„Wenn man den Tomatensaft wie eine Suppe löffelt, macht er satter“
Nicht nur sauber, sondern rein

Fasten ist unsexy: Der moderne Großstadtmensch setzt zwar auf Entgiftung seines Körpers, aber das heißt "Detoxing".

Die Party am Wochenende war exzessiv. Nach zwei Tagen Kater wusste Eva Melander: Ich muss etwas ändern. Sie trank kein Bier mehr und hörte auf zu rauchen. Mehr noch: Seit fünf Tagen hat die 37-jährige Managerin nicht einen Krümel fester Nahrung zu sich genommen. Stattdessen schlürft sie Gemüsebrühe, Kamillentee und Apfel-Mango-Schorle, dazu gibt es Wasser, Wasser und Wasser.

"Wenn man den Tomatensaft wie eine Suppe löffelt, macht er satter", sagt sie. Oder: "Etwas Leinsamen in den Obstsaft rühren - dann wird der Magen nicht so sauer." Die letzten Tage wird sie auch noch durchhalten - mit einer ungeahnten Freude auf den ersten Apfel danach. Fasten? Ach was, fasten ist unsexy, klingt nach öko und ist out. "Detoxification" heißt das jetzt und kommt aus London. Entgiften. Die eine Woche Nulldiät ist nur ein Teil des Detox-Programms.

Wie das aussehen kann, hat der englische Fernsehsender Channel 5 gezeigt: Bei der Doku-Soap "Celebrity Detox Camp" durfte der Zuschauer live vier ausgelaugten Promis - darunter Sängerin Kim Wilde - beim gemeinsamen Entgiften zuschauen: Unter Kopfschmerzen, Hunger und anderen Qualen verbrachten sie eine Woche in einer Spezialklinik im thailändischen Dschungel. Mit dem Ziel, den Drogen zu entsagen, über den eigenen Körper zu siegen oder schlicht ein paar Pfunde zu verlieren.

Begleitet wurde die Kur mit Chi-Gong-Kursen und Thai-Chi. Und einem Unterwasserseminar, das den vier Entgifteten suggerieren sollte, sie schwämmen im Mutterleib. Detoxing als Selbsterfahrung, ein Trip an die eigenen Grenzen.
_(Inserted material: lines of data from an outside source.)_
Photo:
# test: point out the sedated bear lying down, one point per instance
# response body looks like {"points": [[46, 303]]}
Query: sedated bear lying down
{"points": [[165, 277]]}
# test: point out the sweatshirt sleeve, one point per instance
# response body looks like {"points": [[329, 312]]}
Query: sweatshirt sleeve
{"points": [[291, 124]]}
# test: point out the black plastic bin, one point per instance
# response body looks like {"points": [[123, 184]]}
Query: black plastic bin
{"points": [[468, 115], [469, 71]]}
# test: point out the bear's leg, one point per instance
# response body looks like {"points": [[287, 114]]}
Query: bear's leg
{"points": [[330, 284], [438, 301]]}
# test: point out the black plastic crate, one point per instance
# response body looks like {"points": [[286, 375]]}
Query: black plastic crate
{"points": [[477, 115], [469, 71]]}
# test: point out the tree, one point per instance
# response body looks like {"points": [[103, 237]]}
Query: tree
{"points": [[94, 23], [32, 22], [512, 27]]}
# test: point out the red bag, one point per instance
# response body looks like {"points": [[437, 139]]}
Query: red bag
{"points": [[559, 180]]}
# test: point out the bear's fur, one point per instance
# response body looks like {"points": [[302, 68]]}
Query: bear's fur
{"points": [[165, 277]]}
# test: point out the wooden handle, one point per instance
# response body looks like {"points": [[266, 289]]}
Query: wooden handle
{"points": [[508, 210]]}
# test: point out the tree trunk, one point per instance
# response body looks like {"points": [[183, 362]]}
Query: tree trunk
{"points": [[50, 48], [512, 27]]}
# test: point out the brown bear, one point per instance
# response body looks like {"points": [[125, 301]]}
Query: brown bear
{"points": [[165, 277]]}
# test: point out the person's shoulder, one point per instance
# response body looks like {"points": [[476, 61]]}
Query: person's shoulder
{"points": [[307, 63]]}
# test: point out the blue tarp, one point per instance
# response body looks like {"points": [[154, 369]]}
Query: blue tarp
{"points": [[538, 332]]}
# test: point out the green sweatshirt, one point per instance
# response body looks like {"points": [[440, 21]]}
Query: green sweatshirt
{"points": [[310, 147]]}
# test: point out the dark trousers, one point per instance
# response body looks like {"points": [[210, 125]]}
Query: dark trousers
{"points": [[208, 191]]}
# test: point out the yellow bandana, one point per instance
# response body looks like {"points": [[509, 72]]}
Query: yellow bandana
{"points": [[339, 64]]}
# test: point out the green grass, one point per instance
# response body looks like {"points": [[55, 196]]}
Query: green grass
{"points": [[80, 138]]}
Ein Mischmasch aus Wellness, Fitness und Hungerkur mit Klistiergebrauch.

Die Detox-Idee geht davon aus, dass nicht allein Nahrungsmenge oder Kalorienzahl den Menschen dick machen, sondern auch die Spuren unterschiedlicher Chemikalien, die durch Luft, Wasser und unser Essen schwirren. Diese unerwünschten Stoffe lagern sich, wie die schottische Ärztin Paula Baillie-Hamilton erkannt haben möchte, als Schlacken in unserem Körper ab und binden Fett. Ein 28-Tage-Plan soll helfen, diese Gifte auf Dauer loszuwerden. Nach einer Fastenwoche sollen 75 Prozent der täglichen Nahrung aus Rohkost bestehen. Darauf schwört Baillie-Hamilton, Autorin von "Die Detox-Diät, das sensationelle Entgiftungsprogramm".

Das Buch kommt an. Obwohl sich Ernährungsexperten bei der Lektüre die Haare sträuben. "Alles paramedizinischer, nebulöser Unsinn", kommentiert Hans Hauner, Professor am Ernährungswissenschaftlichen Institut der TU München. Keine dieser Behauptungen sei wissenschaftlich belegt. Auch seien bislang keine Rückstände im Körper bekannt, die als Schlacken bezeichnet werden könnten. Zu viel Rohkost mache Blähungen, warnt der Experte - und wer kann und will überhaupt so viel davon essen?